For dependent drinkers, withdrawal panic is not simply psychological. It is biological. Medical support can make detox safer and more tolerable.

Can Quitting Alcohol Cause Panic Attacks?

Yes, temporarily. Some people experience panic attacks after quitting alcohol, especially if they were using alcohol to regulate anxiety or if they developed physical dependence.

This does not mean sobriety causes panic long term. It usually means the nervous system is recalibrating. For many people, panic decreases significantly after several weeks or months without alcohol.

The early phase can be uncomfortable, but long-term anxiety often improves when alcohol is removed.

How Long Do Alcohol-Induced Panic Attacks Last?

A panic attack itself usually peaks within 10 to 20 minutes, though the after-effects can last hours. Alcohol-induced anxiety may last much longer, especially after heavy drinking.
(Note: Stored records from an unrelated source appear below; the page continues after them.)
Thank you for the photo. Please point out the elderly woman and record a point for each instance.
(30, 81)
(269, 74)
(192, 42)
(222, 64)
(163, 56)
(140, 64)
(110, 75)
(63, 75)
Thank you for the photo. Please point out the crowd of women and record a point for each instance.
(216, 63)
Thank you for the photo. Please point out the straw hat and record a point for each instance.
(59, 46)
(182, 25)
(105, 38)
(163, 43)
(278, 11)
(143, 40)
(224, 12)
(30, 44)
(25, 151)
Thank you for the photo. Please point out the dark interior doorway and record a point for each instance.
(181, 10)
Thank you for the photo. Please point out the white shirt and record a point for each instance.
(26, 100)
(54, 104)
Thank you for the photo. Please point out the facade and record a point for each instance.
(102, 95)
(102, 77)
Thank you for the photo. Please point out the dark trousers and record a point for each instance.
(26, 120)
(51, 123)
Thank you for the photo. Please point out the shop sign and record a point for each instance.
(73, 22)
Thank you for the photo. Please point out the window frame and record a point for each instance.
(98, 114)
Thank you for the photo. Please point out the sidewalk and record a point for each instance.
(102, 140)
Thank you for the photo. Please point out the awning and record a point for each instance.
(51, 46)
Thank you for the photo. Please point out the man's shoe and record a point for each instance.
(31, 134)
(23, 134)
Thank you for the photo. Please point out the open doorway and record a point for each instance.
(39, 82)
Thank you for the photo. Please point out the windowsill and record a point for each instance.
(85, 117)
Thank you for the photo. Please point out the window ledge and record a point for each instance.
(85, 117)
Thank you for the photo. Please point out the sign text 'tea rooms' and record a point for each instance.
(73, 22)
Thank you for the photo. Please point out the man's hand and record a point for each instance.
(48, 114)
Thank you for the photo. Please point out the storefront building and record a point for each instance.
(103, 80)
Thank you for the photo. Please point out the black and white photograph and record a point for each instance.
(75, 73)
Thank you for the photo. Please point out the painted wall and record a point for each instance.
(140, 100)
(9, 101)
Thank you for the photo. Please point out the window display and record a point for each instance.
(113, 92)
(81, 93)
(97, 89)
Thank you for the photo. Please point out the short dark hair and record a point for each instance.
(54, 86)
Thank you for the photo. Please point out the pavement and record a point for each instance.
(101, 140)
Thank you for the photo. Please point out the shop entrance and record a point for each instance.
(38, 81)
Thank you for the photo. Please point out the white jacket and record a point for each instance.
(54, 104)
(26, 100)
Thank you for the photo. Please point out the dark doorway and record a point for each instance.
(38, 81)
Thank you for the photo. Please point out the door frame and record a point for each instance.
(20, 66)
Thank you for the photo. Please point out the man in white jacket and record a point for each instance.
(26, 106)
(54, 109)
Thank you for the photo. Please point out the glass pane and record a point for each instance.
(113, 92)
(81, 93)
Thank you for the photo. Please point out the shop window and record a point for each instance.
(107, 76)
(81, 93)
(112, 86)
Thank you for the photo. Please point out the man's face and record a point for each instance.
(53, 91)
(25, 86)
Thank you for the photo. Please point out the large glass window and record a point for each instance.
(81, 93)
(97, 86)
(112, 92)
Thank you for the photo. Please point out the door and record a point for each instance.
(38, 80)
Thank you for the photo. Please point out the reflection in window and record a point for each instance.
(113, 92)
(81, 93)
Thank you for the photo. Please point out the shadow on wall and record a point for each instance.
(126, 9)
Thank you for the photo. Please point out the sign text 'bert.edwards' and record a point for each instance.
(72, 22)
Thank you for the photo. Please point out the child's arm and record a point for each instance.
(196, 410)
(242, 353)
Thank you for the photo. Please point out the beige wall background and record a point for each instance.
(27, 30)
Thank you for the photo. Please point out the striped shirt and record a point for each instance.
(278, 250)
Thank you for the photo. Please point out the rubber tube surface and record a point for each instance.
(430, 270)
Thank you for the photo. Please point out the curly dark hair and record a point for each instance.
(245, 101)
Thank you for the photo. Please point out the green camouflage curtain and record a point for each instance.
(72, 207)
Some people feel anxious for:

  • A few hours
  • One day
  • Two to three days
  • Longer if withdrawal is involved

If panic attacks continue repeatedly after drinking, the pattern deserves attention.

How to Calm an Alcohol-Induced Panic Attack

During a panic attack after drinking, the goal is not to solve your entire life. The goal is to calm the nervous system.

Helpful steps include:

  • Slow breathing
  • Feet on the floor
  • Cold water on the face
  • Eating something gentle if blood sugar is low
  • Hydrating slowly
  • Avoiding caffeine
  • Reminding yourself: this is panic, not danger
  • Going for a slow walk
  • Calling someone calm

Do not make major life decisions during alcohol panic. The brain is in threat mode and will not assess reality accurately.

When to Seek Medical Help

Chest pain, fainting, severe confusion, seizures, severe withdrawal symptoms, suicidal thoughts, or symptoms that feel medically unusual should be treated seriously.

Because panic symptoms can overlap with heart problems, it is better to seek medical help if you are unsure.

If you drink heavily every day and are experiencing panic, shaking, sweating or high blood pressure when not drinking, speak to a medical professional before stopping suddenly.

How to Stop Alcohol Panic Attacks Long Term

The most effective long-term strategy is reducing or stopping the alcohol pattern causing the panic response.

Other helpful strategies include:

  • Treating underlying anxiety
  • Improving sleep
  • Reducing caffeine
  • Eating regularly
  • Therapy for panic disorder
  • Learning nervous system regulation skills
  • Avoiding binge drinking
  • Tracking panic after alcohol honestly

Many people only realize how much alcohol was driving their panic after they stop drinking for several weeks.

The Bottom Line

Alcohol can cause panic attacks. It can trigger them while drinking, the next day, during hangovers, and during withdrawal. It can also worsen existing panic disorder and create a loop where the substance used for relief becomes the source of fear.

If you repeatedly experience panic attacks after drinking alcohol, your body is giving you useful information. Alcohol is not calming your nervous system overall. It is destabilizing it.

The good news is that alcohol-induced panic often improves dramatically when drinking is reduced or stopped. The nervous system can recover. Sleep can stabilize. Anxiety can drop. Mornings can stop feeling like emergencies.

And for many people, that is the first real proof that alcohol was not treating their panic. It was feeding it.